La conclusione finale di questo percorso ribalta in modo assolutamente positivo la drammatica realtà attuale. Ancora l’opera citata, pagg. 158-159:
“La realtà è che tra imprese e società si instaura un rapporto del tutto diverso da quello che è avvenuto in quest’ultima fase del capitalismo consumistico. Qui la società è stata subordinata alle esigenze di una produzione crescente che cercava sempre nuovi sbocchi per l’assorbimento dei prodotti. La società diveniva società dei consumi.
Ora si inverte completamente la prospettiva. Il consumo è solo un momento della società. Ma non si identifica con la medesima. La società è fondata, come abbiamo visto, sul momento spiritualistico; quello materiale (e non dirò materialistico) è subordinato al primo. I nuovi soggetti operanti nella società non sono consumatori passivi. Sono soggetti intelligenti che trasmettono le loro finalità alla società intera. Sostenere che il capitale prima di essere materiale è spirituale, significa incentrare la società sui problemi dello spirito. Il piano aziendale che deve determinare che cosa produrre, quanto produrre, sarà commisurato alla produzione di beni che soddisfino le esigenze non solo materiali, ma altresì e soprattutto spirituali dell’uomo. Le scelte dei beni da produrre sono anteriori e non già posteriori alle scelte che riguardano il consumo, scelte che nella società consumistica precedevano il momento produttivo.

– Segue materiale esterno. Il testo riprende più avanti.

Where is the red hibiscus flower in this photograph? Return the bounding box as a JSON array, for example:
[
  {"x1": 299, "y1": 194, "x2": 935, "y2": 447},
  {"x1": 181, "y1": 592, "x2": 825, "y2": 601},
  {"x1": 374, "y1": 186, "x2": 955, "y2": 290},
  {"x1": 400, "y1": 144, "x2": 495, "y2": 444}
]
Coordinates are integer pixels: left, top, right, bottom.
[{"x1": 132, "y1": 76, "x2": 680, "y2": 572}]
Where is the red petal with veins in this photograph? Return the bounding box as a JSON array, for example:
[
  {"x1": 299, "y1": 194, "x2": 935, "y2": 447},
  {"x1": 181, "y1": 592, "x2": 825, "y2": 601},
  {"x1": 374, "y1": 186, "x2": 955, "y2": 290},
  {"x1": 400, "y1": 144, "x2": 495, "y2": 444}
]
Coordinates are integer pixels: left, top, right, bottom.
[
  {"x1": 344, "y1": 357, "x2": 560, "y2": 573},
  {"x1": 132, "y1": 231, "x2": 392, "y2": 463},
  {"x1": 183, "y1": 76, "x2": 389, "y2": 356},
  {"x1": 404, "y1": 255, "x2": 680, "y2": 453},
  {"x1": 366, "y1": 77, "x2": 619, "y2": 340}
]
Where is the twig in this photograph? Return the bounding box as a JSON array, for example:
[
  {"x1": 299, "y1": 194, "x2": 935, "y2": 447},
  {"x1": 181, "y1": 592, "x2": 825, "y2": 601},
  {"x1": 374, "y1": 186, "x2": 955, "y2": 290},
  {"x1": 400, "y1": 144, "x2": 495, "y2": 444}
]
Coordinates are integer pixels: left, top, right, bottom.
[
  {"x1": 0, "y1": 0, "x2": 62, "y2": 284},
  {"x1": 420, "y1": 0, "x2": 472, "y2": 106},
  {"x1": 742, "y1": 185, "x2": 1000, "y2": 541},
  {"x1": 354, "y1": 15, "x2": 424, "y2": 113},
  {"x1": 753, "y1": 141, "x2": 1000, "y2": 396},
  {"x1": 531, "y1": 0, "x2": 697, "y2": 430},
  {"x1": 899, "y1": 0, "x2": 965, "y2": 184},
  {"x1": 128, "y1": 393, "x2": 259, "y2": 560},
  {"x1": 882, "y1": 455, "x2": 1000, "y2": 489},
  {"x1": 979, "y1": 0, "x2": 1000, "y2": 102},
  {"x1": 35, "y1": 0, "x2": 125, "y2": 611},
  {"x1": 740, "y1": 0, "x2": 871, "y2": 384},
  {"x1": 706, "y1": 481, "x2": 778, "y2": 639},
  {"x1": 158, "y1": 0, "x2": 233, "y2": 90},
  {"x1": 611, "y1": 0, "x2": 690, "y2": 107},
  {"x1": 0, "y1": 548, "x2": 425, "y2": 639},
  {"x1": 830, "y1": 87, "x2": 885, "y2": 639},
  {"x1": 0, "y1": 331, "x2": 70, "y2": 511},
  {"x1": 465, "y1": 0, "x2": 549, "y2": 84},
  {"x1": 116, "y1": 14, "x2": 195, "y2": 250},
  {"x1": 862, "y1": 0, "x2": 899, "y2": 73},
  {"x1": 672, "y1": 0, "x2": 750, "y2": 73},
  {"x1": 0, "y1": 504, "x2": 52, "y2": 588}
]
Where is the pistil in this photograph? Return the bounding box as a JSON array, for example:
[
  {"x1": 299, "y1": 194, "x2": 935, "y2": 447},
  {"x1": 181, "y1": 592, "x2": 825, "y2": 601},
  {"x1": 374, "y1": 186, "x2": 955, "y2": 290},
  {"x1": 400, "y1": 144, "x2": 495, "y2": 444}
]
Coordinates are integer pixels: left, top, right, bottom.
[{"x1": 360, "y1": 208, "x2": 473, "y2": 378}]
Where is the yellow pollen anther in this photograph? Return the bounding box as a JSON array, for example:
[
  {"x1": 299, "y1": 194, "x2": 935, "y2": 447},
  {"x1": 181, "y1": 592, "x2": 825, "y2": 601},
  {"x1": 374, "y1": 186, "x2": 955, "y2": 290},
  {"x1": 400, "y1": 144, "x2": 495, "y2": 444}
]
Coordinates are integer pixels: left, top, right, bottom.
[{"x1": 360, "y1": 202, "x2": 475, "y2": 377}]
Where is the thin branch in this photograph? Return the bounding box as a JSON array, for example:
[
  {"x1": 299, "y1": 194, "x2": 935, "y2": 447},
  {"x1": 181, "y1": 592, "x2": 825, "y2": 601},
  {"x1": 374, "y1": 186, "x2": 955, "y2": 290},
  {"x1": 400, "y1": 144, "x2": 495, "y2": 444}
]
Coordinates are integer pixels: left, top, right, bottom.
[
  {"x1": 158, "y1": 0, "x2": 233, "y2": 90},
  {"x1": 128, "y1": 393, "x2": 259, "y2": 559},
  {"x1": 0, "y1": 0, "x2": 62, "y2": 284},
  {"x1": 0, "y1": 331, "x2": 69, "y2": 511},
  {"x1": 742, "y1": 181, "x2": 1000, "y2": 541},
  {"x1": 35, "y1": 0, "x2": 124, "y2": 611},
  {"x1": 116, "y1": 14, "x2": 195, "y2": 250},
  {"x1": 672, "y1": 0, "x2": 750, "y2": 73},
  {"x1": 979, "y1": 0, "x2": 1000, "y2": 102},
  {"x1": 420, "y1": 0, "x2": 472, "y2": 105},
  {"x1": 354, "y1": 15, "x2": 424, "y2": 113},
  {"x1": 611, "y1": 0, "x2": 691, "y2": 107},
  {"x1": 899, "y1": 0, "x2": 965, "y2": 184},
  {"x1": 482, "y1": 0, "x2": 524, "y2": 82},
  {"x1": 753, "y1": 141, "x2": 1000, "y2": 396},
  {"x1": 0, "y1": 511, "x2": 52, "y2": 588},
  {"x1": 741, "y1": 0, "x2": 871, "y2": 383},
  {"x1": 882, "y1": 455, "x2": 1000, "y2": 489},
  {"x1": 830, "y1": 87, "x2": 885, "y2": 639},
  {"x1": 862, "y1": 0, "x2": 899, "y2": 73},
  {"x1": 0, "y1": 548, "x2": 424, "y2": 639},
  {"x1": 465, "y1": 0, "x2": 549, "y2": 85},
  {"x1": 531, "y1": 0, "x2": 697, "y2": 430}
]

La coscienza del ruolo, costituito dalle conoscenze, significa, come abbiamo visto, conoscenza delle conoscenze e cioè autocoscienza. Se l’autocoscienza è il nucleo del momento produttivo, lo sarà anche del momento consumistico. Ciò significa la fine della manipolazione pubblicitaria che fa leva sulla mancata consapevolezza del valore e utilità dei beni prodotti da parte dei lavoratori-consumatori e, più in generale, consumatori-occupati.
Caduta la nozione di occupato di fronte al nuovo concetto di lavoratore produttivo identificato nel ruolo, viene altresì meno la figura del consumatore passivo. E nasce una società completamente diversa. Nella quale cioè le istituzioni cessano di essere strumentalizzate dal modo impersonale di produrre.
Introdurre il concetto di persona nel modo di produzione significa introdurlo nella società intera. Modo di produzione e società sono strettamente collegati. E’ un punto fondamentale che dobbiamo tenere nella massima considerazione. Negata la persona nel modo di produrre è altresì negata in tutta la società, come abbiamo avuto modo di ampiamente constatare. E con il cambiamento del modo di produrre cambiano altresì i rapporti di produzione e cioè la titolarità del capitale, il quale, come abbiamo visto, non è più materialistico ma spiritualistico”.
Chiudo dunque questo “speciale economia” su questa prospettiva positiva, con l’intenzione di dare una nota di motivata speranza a chi ci legge. Specie in vista del fatto che, in base agli argomenti che ho prodotto, è da presumere che il peggio della crisi debba ancora venire. Mi auguro possa aprirsi un fecondo dibattito su quanto ho espresso, poiché, come diceva Zampetti, l’attuarsi della visione politica partecipativa è, in prima istanza, questione di coscienza e di autocoscienza. Mi auguro anche che possano essere suscitate azioni culturali e politiche atte a far sì che la transizione verso il modello concreto di società che Zampetti ci ha lasciato in eredità avvenga con sollecitudine e in modo meno traumatico possibile.